Moody's explained Malaysian government foreign-currency denominated debt accounted for just 3.4% of the total government debt at end-2015. 

Meanwhile, the net open foreign exchange positions of Malaysian banks represent a modest 1%-5% of their capital levels, and most foreign exchange loans are granted to exporters, which will balance the risk of currency volatility.

“As for the banks, of the participants surveyed at the event, 40% believe that high household leverage poses the greatest risk to Malaysian banks in the coming 12 months, followed by corporate defaults, which garnered 27% of total votes. The slowdown in China, weak commodity prices and
local property market trends each received roughly 10%-12% of the votes,” it said.

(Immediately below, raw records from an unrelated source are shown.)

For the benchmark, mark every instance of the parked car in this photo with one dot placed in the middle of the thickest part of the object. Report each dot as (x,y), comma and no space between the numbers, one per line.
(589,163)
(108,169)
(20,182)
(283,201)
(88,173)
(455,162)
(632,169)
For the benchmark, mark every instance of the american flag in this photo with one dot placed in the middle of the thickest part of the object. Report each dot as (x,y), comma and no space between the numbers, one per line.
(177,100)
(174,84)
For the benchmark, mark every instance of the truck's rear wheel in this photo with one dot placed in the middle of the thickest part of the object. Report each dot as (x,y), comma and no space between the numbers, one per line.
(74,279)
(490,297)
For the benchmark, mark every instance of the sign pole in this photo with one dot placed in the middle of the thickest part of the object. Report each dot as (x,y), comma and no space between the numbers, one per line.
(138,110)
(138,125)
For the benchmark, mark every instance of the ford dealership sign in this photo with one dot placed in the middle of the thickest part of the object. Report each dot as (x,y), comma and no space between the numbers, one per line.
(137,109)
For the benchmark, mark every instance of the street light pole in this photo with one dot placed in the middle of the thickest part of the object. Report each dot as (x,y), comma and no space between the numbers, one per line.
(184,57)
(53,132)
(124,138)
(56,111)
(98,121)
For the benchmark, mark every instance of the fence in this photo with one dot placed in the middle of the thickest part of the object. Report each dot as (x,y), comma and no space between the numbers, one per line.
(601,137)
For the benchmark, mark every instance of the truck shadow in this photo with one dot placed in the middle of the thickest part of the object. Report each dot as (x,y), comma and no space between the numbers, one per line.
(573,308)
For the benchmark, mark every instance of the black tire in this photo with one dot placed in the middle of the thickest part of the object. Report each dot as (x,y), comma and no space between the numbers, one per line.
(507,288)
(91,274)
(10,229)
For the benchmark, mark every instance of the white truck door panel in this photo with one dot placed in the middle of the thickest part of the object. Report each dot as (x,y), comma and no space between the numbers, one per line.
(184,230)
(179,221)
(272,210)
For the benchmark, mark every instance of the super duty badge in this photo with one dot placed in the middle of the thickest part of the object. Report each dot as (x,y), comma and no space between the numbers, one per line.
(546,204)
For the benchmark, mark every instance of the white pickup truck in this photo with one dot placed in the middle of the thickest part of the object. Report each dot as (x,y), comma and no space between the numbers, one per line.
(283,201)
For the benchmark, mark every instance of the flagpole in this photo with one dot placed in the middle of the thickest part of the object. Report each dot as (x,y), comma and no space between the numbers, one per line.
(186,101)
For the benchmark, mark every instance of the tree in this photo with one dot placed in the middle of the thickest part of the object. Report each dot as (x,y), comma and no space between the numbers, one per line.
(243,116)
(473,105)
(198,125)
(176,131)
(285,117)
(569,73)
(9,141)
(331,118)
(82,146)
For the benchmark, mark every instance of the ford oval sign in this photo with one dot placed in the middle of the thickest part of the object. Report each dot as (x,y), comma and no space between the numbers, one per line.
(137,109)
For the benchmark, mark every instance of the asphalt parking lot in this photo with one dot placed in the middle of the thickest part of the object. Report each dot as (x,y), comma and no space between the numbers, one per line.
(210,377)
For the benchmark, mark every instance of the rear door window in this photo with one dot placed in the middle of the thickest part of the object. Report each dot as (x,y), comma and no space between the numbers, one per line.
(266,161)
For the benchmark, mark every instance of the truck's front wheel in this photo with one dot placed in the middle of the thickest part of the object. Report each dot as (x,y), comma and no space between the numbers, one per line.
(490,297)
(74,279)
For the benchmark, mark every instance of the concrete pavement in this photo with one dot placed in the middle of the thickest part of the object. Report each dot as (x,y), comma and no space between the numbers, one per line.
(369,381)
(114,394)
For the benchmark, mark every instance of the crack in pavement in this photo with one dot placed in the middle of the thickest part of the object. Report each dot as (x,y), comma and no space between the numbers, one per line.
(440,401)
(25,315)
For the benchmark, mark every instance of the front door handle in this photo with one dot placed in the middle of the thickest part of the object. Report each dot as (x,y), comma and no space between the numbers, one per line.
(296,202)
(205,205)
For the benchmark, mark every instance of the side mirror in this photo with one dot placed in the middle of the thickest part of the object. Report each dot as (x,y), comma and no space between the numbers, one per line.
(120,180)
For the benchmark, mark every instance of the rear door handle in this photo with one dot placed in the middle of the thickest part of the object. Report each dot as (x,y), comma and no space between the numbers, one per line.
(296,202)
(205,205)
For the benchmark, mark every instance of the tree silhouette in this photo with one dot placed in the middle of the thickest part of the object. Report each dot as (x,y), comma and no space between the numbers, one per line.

Moody's view is that Malaysian banks face rising credit risks in 2016, as slower growth and weaker corporate and household balance sheets challenge asset quality.

On the exposure of Malaysian banks to the oil and gas sector, 54% of people polled expressed slight concerns, but believe that most oil and gas companies remain in good shape, and therefore such exposures will be manageable for the banks.

Of the banks rated by Moody's, exposures to oil and gas—and related companies— made up between 2% and 3% of the banks' gross loans, or 15% to 23% of Common Equity Tier 1 capital, at end-2015. 

“Moody's says that the banks' low share of energy-related loans should prevent a major spike in
their overall non-performing loans.

“Moody's further points out that of the participants polled, 47% said that governance concerns represent the largest structural challenge to Malaysia's medium-term growth, while 27% cited high private sector indebtedness,” it said.